New York City skyline at night

Poetry

 

 


Rachel Bennett


Walking North from the River Clyde

In the lee of the mortuary,
weathered Victorian brick itself
in the lee of the Court,
there's a victims' shelter,
an art gallery, and a costume
shop, and you can steal
looks into the long windows
as you walk north on Saltmarket,
continue on High, and arrive
at the dappled, climbing
Necropolis, beneath which
is a brewery and a museum
of all the major faiths,
which delights in our believing.

 

The Library Basement

Genes are just the tangled
stories in our cells, microfiche
showing each fiber in me
all the newspaper clippings
that led to my being here. Here
I shuffle, alone in the library
basement, through slides
of ships and barns, tailors'
benches, rows of vegetables
put up for winter, while outside
time passes regardless of our
counting and our bloodhounds
on this trail.
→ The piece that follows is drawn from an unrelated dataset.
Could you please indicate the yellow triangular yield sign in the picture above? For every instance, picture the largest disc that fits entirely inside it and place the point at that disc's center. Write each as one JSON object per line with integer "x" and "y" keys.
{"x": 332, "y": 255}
Genes are just
the new mythology, 26,000 or
so daughters of necessity instead
of three, and 26,000 or so verbs
describing their ascendant arc
over not only biology but love,
I hope, and yet over this hope
and its seeds. It's the kind of
epiphany you can only have
in a library basement: 26,000
or so memoranda in a post box
of bones and blood, mine and
also not-mine, an alphabet gone
haywire. But there's your voice
(and a voice that will be), and this
original family teaches the rest
to spin and measure and cut.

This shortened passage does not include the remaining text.